13. A method of operating, during an inference mode, a hearing system including one or more memory devices configured to store a first neural network, the method comprising:

receiving audio input signals at one or more audio input devices, the audio input signals including audio information arising from a plurality of sound sources;

operating one or more processing devices in accordance with the first neural network to generate intermediate output signals that, to a higher degree than in the audio information, reflect or emphasize at least one desired sound source component of the audio information arising from a desired one of the sound sources of the plurality of sound sources determined to be the desired one of the sound sources at least indirectly based upon a first undershot angle evident from the audio information; and

generating, at one or more audio output devices, audio output signals based at least indirectly upon the intermediate output signals.

14. The method of claim 13, wherein the audio input devices are positioned on or associated with a listener human being having a listener center axis extending therefrom, wherein the plurality of sound sources includes a plurality of sound source human beings, and wherein the desired one of the sound sources is a first one of the sound source human beings.

15. The method of claim 14, wherein a plurality of additional axes extend respectively between the respective sound source human beings and the listener human being, wherein a plurality of angular differences exist respectively between the listener center axis and the respective additional axes of the plurality of additional axes, and wherein the first undershot angle is a first angular difference between the listener center axis and a first one of the additional axes that, at a first time, is smaller than each other one of the angular differences.
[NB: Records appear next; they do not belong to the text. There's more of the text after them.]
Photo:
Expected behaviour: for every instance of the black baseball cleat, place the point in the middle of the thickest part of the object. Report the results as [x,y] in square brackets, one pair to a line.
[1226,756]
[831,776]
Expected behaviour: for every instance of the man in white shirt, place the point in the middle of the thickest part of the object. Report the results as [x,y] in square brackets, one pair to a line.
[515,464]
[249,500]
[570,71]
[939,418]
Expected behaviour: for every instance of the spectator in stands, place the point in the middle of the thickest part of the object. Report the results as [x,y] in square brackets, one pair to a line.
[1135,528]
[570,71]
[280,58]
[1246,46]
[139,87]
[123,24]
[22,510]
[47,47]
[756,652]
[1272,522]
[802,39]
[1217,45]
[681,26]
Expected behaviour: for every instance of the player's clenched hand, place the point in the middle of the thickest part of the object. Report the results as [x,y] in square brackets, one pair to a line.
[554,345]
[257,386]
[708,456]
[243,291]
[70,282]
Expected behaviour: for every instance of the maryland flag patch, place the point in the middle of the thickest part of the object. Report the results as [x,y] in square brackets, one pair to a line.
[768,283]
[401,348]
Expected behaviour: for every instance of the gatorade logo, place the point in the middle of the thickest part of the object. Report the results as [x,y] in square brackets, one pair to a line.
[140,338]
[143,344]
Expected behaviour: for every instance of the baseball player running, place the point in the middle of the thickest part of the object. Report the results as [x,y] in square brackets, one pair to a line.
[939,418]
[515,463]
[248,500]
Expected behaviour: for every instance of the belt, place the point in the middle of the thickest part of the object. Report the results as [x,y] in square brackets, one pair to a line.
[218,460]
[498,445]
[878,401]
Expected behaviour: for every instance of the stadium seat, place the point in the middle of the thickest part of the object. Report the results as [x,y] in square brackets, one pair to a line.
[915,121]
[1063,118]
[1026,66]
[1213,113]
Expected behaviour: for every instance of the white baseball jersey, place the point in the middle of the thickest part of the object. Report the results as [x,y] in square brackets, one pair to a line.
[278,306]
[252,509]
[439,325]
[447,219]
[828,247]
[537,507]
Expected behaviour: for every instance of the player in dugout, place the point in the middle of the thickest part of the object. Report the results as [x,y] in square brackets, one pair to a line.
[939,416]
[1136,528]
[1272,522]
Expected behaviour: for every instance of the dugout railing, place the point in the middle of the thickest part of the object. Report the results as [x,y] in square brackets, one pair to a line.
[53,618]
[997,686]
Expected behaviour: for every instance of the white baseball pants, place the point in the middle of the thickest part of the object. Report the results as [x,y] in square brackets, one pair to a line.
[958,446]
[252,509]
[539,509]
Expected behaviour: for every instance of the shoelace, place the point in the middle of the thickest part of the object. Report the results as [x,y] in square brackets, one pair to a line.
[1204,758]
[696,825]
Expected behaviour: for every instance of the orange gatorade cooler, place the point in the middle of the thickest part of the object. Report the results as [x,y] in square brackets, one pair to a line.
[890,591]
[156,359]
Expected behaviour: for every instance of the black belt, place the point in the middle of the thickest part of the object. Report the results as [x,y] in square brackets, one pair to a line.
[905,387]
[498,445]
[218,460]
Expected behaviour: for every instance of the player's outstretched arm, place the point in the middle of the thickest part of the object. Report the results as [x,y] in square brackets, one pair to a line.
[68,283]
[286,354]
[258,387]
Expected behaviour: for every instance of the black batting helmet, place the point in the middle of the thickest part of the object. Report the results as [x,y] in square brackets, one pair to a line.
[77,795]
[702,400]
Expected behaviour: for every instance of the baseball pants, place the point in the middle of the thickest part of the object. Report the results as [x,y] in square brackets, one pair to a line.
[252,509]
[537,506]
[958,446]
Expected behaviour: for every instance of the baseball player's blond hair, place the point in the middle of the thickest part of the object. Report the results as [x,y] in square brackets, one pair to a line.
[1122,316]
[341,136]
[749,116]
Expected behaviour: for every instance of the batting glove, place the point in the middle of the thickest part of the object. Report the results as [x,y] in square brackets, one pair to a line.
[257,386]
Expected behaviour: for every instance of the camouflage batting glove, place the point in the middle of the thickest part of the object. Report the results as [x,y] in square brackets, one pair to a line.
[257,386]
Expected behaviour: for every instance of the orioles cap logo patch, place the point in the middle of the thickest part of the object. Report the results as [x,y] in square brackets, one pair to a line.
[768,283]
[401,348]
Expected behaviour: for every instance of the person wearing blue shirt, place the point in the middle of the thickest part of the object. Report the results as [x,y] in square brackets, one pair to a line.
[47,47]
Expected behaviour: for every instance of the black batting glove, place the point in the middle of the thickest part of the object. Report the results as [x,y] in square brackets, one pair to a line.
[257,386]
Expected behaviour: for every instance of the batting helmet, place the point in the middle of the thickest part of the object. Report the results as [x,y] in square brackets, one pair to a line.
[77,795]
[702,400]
16. The method of claim 15,

wherein the operating includes determining a second undershot angle that is different from the first undershot angle, wherein the second undershot angle is a second angular difference between the listener center axis and a second one of the additional axes that, at a second time, becomes smaller than the first angular difference, and

17. The method of claim 13, wherein the intermediate output signals are linear filter coefficients, and further comprising multiplying or convolving the linear filter coefficients with the audio input signals or additional signals based at least indirectly upon the audio input signals to generate further intermediate output signals, wherein the audio output signals are based at least indirectly upon the further intermediate output signals.

18. The method of claim 13, wherein the intermediate output signals are statistics for a filter, and further comprising processing, by the filter with respect to which the statistics pertain, the statistics and the audio input signals or additional signals based at least indirectly upon the audio input signals to generate further intermediate output signals, wherein the audio output signals are based at least indirectly upon the further intermediate output signals.

19. The method of claim 18, wherein the filter is a beamforming filter that is minimum variance distortionless response (MVDR) filter.

20. The method of claim 13, wherein the first neural network is a deep neural network that was trained prior to operating in the inference mode, so as to be able to identify undershot angles and respective desired sound sources based upon received audio data.